Jim Lee, Marc, and Whilce formed Homage Studios, which is where I entered the picture. Eventually Marc moved his branch of Homage, called Top Cow, out of the studio, and Whilce (who was never a full partner at Image) ultimately formed a studio in the Philippines. But Jim stayed put, and his WildStorm Productions grew in sales and influence. The top comics artists of the 90s were Wildstorm guys who worked in-house—people like J. Scott Campbell, Brett Booth, Scott Clark, Travis Charest, etc. Like Neal at Continuity, Jim recruited promising talent and put them on books that became popular, launching their successful careers. And even the artists in the 90s who weren’t at WildStorm started drawing like the WildStorm guys. Again, like Neal, variations on Jim’s style became the overall look of mainstream comics.
Eventually, Jim sold the company to DC Comics, where he became a co-publisher, creative director, and eventually president. And he’s still drawing comics, too.

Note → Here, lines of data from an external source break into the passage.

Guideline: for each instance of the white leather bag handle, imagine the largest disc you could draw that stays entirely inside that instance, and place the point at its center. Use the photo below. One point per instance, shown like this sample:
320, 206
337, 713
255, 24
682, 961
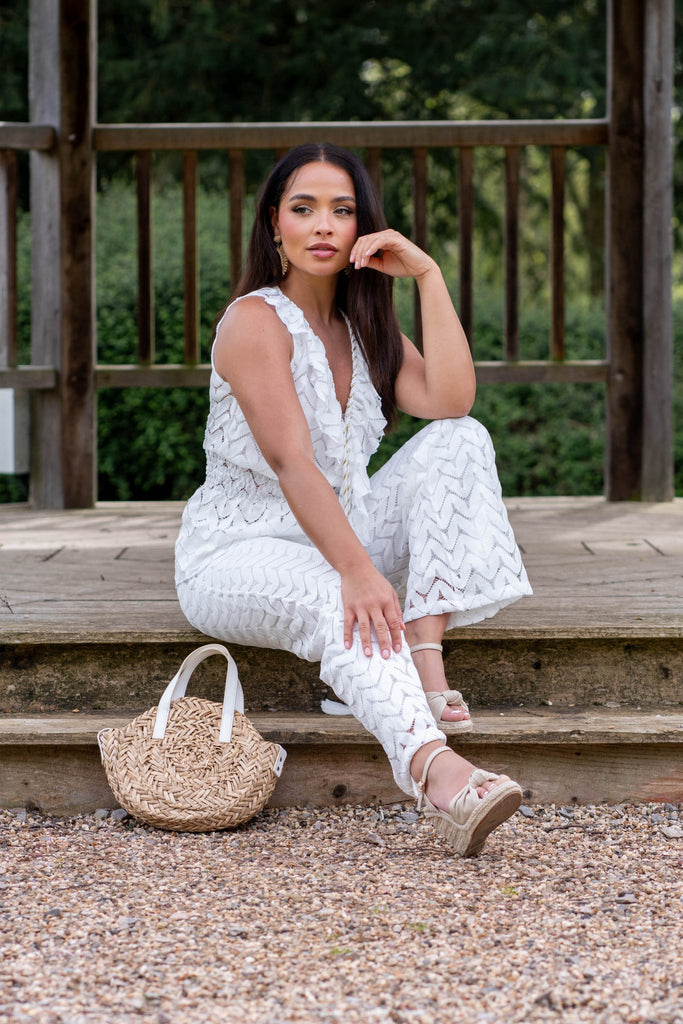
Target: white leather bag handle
233, 698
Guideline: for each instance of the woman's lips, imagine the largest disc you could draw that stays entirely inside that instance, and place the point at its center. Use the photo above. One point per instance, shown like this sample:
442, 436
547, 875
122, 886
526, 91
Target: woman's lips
323, 252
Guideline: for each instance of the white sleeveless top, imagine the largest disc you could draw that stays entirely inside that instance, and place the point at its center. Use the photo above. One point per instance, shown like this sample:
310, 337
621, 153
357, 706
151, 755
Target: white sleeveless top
241, 497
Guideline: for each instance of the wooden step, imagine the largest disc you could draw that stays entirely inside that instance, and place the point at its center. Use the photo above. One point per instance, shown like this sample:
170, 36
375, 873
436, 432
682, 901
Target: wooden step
48, 672
90, 630
571, 755
89, 617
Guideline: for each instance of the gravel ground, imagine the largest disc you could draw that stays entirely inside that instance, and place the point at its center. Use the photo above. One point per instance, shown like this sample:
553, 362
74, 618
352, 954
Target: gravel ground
353, 914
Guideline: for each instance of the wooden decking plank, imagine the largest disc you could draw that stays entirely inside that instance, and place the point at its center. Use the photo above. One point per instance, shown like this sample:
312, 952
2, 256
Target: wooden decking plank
622, 582
538, 726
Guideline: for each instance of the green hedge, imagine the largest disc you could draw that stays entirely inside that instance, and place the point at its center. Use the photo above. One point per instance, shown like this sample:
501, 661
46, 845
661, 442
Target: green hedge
549, 438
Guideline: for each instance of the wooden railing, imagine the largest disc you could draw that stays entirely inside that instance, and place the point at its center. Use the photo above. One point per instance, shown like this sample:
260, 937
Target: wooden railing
63, 372
375, 138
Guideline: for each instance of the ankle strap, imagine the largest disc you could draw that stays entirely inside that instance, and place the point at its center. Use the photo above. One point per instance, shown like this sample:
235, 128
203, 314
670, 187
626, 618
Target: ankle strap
423, 781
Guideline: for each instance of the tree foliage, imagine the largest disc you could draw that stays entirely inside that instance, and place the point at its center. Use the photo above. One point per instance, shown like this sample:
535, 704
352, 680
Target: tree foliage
200, 60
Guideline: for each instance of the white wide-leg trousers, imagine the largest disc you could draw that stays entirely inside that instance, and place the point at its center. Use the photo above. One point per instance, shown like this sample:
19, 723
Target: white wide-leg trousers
441, 537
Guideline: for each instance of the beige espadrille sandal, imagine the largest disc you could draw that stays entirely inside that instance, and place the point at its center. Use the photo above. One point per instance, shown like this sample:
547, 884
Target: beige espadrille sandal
439, 699
470, 817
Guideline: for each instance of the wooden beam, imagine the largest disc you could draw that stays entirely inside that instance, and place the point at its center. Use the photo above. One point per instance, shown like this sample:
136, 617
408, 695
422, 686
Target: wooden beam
7, 258
15, 135
190, 257
385, 134
177, 375
512, 253
557, 252
237, 192
61, 91
639, 450
657, 465
420, 175
465, 237
145, 292
31, 378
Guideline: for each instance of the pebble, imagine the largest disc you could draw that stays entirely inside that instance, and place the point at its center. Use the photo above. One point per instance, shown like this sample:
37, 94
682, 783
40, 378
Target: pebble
343, 915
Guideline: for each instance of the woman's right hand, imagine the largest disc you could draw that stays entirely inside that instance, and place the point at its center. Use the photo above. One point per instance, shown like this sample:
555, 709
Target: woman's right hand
371, 601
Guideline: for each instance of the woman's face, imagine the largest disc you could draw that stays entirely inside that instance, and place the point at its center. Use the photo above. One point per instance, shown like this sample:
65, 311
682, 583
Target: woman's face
316, 219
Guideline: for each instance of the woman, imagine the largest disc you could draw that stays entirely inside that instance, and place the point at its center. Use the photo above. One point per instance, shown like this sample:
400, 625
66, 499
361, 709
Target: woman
288, 544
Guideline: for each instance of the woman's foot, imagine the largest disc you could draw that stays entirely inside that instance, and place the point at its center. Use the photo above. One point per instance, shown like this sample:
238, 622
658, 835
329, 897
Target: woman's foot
462, 802
445, 705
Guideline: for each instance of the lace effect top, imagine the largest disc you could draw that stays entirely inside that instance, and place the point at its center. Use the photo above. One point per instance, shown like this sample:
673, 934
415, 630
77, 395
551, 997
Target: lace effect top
241, 498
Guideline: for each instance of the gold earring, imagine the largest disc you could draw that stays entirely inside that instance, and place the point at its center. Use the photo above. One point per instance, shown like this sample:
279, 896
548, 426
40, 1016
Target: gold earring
284, 261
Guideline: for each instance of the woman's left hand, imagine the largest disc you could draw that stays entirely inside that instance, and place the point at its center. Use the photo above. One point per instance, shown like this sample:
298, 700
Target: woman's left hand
390, 253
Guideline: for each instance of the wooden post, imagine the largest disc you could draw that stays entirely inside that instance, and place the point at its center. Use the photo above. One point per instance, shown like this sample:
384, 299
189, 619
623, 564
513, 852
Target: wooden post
657, 483
639, 449
62, 68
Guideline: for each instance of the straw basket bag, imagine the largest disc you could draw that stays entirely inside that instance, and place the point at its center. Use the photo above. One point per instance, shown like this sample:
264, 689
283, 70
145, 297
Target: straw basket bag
189, 765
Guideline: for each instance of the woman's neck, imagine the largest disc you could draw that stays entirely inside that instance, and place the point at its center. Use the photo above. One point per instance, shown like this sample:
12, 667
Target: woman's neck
315, 296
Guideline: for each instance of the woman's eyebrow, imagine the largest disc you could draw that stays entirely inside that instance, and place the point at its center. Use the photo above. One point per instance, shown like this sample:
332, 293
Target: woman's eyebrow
311, 199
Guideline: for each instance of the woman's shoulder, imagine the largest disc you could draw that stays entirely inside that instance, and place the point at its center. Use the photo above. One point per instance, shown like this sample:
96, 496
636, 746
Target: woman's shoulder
250, 329
251, 311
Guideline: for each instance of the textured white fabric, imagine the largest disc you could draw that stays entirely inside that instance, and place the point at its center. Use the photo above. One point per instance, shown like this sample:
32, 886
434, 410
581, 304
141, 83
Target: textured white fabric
432, 520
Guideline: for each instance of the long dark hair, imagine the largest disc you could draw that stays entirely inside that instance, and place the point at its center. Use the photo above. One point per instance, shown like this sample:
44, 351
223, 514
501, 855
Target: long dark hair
366, 296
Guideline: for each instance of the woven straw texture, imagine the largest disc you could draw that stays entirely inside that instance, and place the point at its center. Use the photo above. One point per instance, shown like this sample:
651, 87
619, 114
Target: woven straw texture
189, 781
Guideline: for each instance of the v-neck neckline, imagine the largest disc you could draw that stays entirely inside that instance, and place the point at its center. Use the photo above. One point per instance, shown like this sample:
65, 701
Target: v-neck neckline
352, 342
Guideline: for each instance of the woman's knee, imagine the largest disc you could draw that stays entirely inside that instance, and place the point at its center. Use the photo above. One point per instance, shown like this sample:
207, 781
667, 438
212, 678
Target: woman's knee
447, 435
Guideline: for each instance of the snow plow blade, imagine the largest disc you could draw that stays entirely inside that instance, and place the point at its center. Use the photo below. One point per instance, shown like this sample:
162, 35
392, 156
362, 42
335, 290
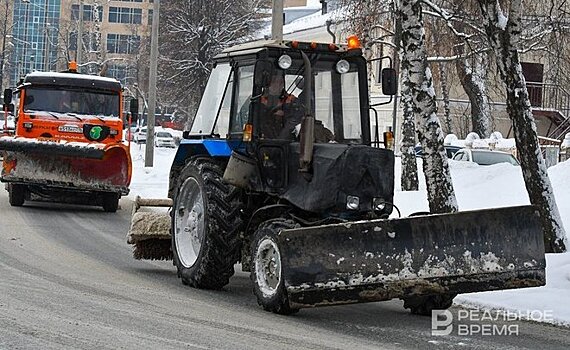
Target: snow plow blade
70, 149
71, 166
150, 229
378, 260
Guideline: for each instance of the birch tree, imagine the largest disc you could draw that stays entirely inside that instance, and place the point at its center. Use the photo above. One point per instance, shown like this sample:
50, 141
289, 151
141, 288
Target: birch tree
192, 33
441, 195
504, 34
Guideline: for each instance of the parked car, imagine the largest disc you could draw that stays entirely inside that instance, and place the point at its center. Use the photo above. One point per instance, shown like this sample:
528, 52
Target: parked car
163, 139
484, 157
140, 135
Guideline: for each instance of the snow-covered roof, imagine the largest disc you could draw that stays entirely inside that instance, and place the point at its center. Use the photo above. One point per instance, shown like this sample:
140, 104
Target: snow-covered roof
71, 76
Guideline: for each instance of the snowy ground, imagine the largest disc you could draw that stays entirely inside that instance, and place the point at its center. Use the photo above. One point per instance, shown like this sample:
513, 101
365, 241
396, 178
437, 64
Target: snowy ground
476, 187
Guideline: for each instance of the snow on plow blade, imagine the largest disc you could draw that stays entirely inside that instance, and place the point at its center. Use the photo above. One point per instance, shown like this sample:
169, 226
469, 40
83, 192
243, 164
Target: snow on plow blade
70, 149
73, 166
377, 260
150, 229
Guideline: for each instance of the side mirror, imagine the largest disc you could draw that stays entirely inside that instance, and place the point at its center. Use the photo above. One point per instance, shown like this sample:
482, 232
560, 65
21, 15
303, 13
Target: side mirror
134, 109
263, 73
7, 96
389, 81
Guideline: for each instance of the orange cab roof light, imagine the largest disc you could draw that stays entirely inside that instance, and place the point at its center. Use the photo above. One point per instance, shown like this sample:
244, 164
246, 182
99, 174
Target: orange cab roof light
353, 42
72, 66
247, 132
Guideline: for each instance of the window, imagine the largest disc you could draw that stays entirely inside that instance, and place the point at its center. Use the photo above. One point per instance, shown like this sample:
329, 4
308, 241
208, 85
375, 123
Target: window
89, 12
123, 44
211, 100
125, 15
243, 96
90, 41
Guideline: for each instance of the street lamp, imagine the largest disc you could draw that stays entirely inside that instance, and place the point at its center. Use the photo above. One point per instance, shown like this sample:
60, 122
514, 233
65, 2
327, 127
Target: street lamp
5, 29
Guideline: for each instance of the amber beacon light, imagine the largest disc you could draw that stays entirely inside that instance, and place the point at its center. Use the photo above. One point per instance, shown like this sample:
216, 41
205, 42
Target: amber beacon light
353, 42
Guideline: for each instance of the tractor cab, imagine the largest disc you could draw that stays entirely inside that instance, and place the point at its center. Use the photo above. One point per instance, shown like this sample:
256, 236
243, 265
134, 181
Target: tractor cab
295, 117
259, 91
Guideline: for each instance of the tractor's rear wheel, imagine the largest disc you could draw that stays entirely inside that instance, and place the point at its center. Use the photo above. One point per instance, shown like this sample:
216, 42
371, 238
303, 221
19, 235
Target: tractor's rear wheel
206, 222
424, 305
111, 202
16, 194
268, 283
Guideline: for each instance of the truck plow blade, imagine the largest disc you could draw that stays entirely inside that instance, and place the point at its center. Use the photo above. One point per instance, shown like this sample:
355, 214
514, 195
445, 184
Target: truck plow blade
69, 149
377, 260
60, 169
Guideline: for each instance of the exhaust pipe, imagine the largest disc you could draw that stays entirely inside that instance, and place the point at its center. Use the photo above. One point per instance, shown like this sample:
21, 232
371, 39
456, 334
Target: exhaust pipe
308, 124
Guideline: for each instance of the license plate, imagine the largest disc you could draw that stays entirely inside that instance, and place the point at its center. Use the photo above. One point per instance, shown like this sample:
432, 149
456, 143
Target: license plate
70, 128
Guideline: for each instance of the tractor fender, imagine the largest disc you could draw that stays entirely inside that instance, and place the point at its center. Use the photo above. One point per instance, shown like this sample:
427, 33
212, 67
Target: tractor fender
189, 148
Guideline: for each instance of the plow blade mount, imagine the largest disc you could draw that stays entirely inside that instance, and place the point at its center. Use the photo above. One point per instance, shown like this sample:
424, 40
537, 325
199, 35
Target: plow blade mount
150, 229
71, 167
377, 260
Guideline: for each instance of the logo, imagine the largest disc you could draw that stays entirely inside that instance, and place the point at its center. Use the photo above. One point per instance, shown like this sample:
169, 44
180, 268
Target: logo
441, 322
70, 128
95, 132
483, 322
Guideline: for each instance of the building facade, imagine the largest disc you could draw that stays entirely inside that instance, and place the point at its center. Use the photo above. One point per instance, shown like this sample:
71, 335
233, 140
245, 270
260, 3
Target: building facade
44, 37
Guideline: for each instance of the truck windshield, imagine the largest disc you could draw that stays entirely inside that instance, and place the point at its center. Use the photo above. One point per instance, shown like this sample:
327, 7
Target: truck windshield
72, 101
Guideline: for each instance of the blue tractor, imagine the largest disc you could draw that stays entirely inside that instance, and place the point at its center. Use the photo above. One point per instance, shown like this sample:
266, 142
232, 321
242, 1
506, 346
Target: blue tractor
284, 172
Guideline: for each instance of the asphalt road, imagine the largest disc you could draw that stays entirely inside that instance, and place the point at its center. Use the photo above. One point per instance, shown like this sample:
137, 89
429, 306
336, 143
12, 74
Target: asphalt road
67, 281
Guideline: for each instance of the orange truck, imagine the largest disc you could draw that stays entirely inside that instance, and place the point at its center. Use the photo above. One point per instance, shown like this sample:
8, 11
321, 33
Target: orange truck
68, 144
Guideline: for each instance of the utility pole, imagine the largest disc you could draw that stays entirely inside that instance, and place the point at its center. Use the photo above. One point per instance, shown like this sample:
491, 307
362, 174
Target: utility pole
4, 34
79, 52
149, 151
277, 20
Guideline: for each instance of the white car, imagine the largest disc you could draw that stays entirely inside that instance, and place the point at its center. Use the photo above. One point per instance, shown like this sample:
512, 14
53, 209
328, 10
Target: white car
140, 135
484, 157
163, 139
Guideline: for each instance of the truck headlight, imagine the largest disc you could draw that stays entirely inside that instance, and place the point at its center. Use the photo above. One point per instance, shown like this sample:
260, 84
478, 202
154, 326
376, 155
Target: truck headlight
342, 66
378, 204
352, 202
284, 61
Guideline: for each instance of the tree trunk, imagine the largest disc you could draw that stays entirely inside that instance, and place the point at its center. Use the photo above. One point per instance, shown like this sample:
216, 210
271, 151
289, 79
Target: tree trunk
441, 196
504, 37
473, 79
409, 178
445, 95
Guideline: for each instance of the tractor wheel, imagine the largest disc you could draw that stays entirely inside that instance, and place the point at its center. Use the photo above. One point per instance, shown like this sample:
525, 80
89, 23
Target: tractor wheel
424, 305
16, 195
206, 222
110, 202
268, 284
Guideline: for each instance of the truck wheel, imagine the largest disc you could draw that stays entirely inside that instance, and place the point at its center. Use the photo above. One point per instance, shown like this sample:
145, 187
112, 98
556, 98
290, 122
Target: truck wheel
16, 195
110, 202
268, 285
424, 305
206, 223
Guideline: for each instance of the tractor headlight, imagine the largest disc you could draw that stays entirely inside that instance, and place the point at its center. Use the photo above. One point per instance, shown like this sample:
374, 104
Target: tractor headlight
342, 66
378, 204
284, 62
352, 202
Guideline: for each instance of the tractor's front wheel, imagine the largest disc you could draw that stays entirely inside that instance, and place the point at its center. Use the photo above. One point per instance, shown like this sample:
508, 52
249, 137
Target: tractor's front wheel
268, 283
424, 305
206, 222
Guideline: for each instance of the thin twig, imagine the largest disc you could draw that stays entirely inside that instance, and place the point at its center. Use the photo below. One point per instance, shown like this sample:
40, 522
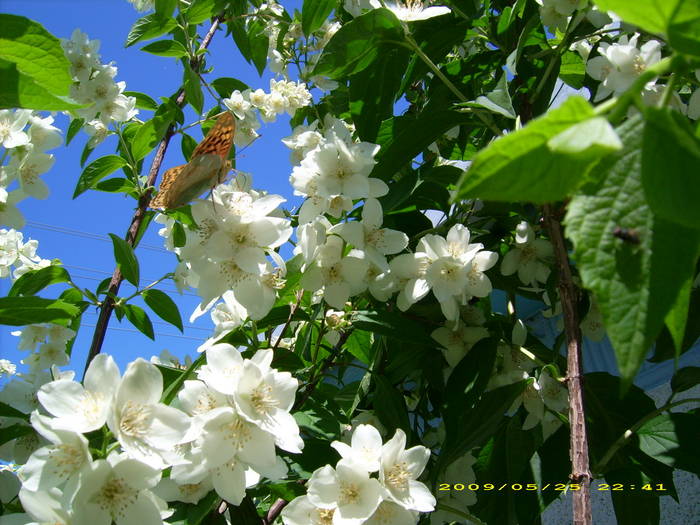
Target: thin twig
108, 304
578, 452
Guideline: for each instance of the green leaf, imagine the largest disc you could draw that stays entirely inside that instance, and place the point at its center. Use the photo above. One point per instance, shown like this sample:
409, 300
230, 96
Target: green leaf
677, 316
145, 140
372, 92
37, 53
117, 185
224, 86
75, 125
165, 8
497, 100
359, 344
97, 170
478, 425
143, 101
19, 311
402, 138
684, 27
592, 138
664, 439
193, 89
520, 167
149, 27
258, 42
14, 431
126, 259
18, 90
685, 378
165, 48
139, 318
671, 185
313, 14
163, 306
358, 43
390, 406
650, 15
572, 70
635, 284
199, 11
36, 280
392, 324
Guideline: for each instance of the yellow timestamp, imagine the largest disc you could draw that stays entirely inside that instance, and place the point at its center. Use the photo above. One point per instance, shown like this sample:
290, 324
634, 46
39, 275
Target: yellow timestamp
531, 487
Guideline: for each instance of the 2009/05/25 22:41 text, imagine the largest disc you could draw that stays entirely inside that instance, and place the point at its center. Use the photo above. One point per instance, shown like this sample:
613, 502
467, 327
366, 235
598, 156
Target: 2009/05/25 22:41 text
458, 487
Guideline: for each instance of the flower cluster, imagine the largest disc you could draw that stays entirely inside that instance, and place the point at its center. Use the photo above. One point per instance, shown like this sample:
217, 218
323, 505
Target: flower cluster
221, 436
349, 492
284, 97
28, 160
18, 257
94, 85
225, 254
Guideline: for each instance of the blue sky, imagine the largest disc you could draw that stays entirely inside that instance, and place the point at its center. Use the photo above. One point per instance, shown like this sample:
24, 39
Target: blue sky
75, 231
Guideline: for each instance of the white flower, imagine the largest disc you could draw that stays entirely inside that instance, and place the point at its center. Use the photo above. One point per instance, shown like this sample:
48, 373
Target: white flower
530, 258
339, 277
365, 448
116, 490
265, 396
399, 471
9, 214
83, 408
368, 236
457, 339
42, 134
146, 429
55, 464
12, 125
621, 63
414, 10
301, 511
347, 489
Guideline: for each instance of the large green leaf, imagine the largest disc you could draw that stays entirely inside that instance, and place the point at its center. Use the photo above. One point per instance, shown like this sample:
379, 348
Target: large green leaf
313, 14
36, 52
650, 15
670, 438
19, 311
358, 43
18, 90
670, 167
96, 171
36, 280
372, 92
635, 283
149, 27
163, 306
521, 166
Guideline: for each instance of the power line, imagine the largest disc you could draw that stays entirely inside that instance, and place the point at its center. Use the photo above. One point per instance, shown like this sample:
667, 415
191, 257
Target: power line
88, 235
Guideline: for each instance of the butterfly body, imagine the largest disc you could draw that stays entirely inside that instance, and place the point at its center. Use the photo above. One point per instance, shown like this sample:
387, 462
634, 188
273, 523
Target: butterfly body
207, 168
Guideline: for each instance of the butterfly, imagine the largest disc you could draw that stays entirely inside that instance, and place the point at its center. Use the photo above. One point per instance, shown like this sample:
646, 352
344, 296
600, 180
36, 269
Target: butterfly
207, 167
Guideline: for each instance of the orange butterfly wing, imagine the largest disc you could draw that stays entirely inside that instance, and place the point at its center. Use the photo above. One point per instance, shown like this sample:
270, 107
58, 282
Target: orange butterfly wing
205, 169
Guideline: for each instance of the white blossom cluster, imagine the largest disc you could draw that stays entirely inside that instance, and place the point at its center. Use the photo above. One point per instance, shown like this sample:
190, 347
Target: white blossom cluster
349, 493
94, 85
226, 255
28, 160
18, 257
284, 97
220, 436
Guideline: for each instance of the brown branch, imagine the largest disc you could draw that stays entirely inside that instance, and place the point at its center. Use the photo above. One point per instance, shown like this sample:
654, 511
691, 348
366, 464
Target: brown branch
107, 306
580, 472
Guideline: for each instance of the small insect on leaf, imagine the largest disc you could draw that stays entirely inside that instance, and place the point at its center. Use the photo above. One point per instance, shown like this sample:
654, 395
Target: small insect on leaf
207, 167
629, 235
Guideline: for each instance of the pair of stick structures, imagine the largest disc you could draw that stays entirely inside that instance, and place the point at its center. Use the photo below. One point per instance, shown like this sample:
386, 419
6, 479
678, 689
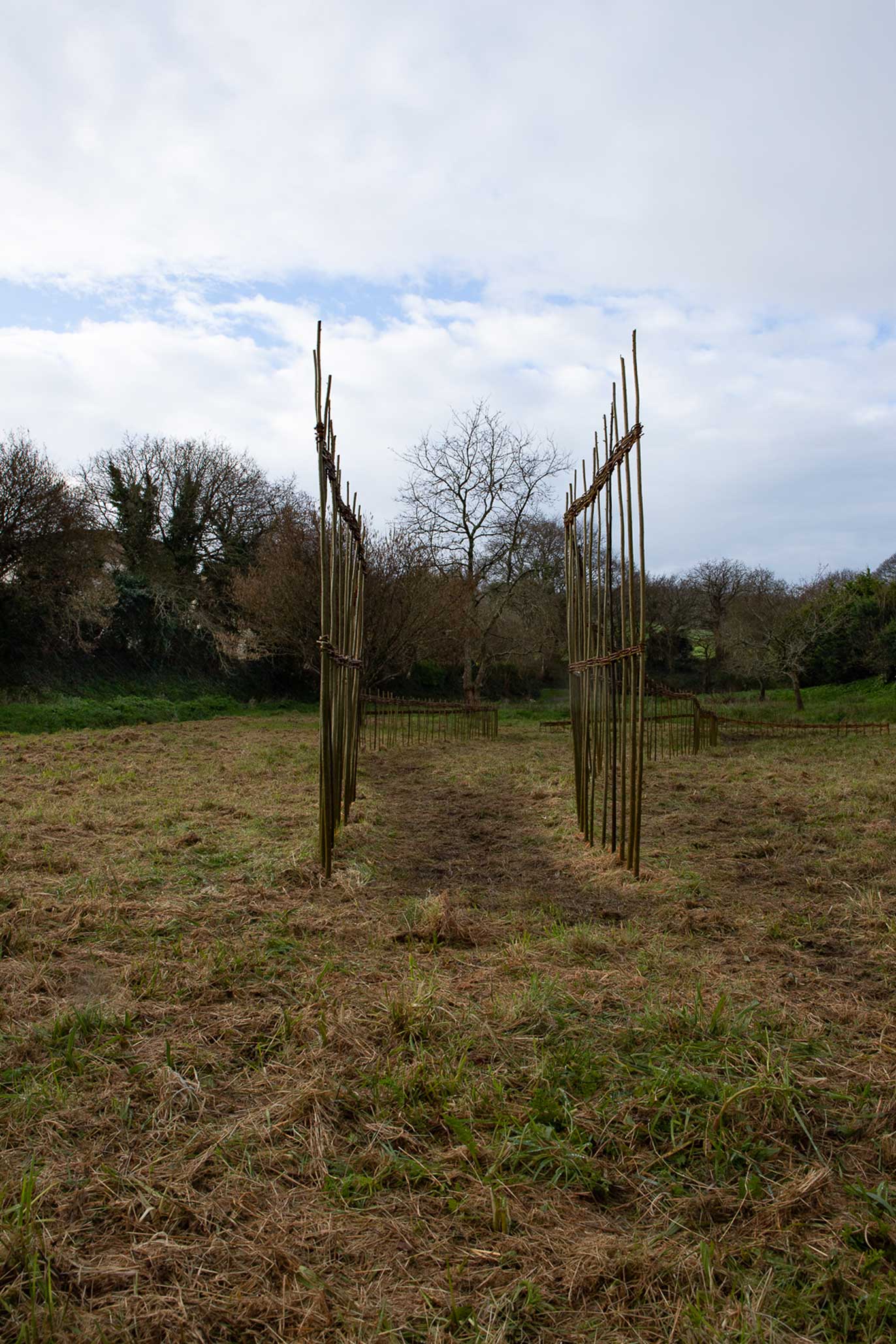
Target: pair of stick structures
605, 573
343, 568
392, 721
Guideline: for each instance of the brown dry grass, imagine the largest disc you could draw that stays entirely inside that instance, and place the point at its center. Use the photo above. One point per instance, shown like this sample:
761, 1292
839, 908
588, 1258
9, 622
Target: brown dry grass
483, 1087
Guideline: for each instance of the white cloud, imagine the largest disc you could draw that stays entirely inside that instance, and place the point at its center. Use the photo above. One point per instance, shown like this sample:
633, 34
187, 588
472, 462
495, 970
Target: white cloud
788, 463
723, 151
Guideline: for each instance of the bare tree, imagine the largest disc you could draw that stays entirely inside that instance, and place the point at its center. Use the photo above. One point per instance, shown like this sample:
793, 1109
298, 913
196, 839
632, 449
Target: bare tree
754, 628
278, 595
784, 627
180, 507
409, 609
469, 498
672, 614
52, 583
718, 583
887, 569
39, 512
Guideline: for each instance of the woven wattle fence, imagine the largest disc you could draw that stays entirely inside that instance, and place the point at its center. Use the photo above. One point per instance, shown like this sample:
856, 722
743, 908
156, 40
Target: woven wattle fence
605, 577
731, 729
343, 568
391, 721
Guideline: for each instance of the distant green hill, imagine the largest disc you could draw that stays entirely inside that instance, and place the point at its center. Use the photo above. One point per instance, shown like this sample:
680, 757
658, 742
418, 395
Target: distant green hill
855, 702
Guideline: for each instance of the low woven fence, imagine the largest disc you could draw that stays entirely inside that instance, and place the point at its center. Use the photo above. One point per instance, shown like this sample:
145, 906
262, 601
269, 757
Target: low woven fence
390, 721
731, 729
676, 723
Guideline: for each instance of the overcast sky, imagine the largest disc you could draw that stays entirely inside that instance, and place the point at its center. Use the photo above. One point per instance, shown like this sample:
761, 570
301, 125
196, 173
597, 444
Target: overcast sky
480, 199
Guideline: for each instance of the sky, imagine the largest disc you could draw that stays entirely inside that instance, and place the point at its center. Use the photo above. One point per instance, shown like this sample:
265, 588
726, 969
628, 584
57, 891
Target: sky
479, 201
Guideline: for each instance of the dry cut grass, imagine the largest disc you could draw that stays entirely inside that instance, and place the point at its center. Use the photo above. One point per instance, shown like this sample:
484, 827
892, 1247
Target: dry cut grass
480, 1088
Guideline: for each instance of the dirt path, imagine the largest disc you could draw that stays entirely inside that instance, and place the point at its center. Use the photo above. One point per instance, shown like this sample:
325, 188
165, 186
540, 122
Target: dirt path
477, 839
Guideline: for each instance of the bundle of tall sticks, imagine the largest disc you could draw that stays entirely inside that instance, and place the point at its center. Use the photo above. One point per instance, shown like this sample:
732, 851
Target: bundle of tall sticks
343, 568
606, 631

As if those positions weren’t influential enough, though, to truly gauge Jim’s influence you have to look at WildStorm’s hires. John Nee was with Jim almost from the beginning. As president of WildStorm Productions, he made the business run, while at the same time making deals for both incoming and outgoing licensing. He knew everybody and saw opportunities where nobody else did. He pioneered printing innovations. And after the sale to DC, he became a senior VP at DC, then the publisher at Marvel Comics, the CEO at Cryptozoic Entertainment, which published trading cards and games, a founder of CCG Labs, and the founder of Pan-Universal Galactic Worldwide Limited (PUG Worldwide).
So the ongoing impact of Jim and John has been tremendous. But it doesn’t stop there. IDW Publishing—now the fifth largest publisher in the business, was started by four WildStorm guys who left after the DC purchase, Ted Adams, Robbie Robbins, Kris Oprisko, and Alex Garner. Its first editor-in-chief was another WildStorm guy, me.
Eventually, Ted and Robbie co-founded Clover Press.
Over at Mad Cave, the president of the company is Mark Irwin, another WildStorm guy.
WildStorm alumni still work in prominent positions at DC. There are probably some at Marvel and other publishers who I’m just not thinking of right now.
So, like Neal, Jim was an advocate for creators’ rights, and the success of Image Comics spawned dozens of other independent publishers, breaking the Big Two’s stranglehold on the industry. Like Neal, Jim ran a studio that produced many of the most popular artist of the 90s and beyond. And like Neal, Jim’s art style influenced vast numbers of the artists who followed him into the business. And his studio generated many of the people who still make comics today.
Has anyone else had that kind of impact on the industry since Neal Adams? I don’t think anyone else comes close.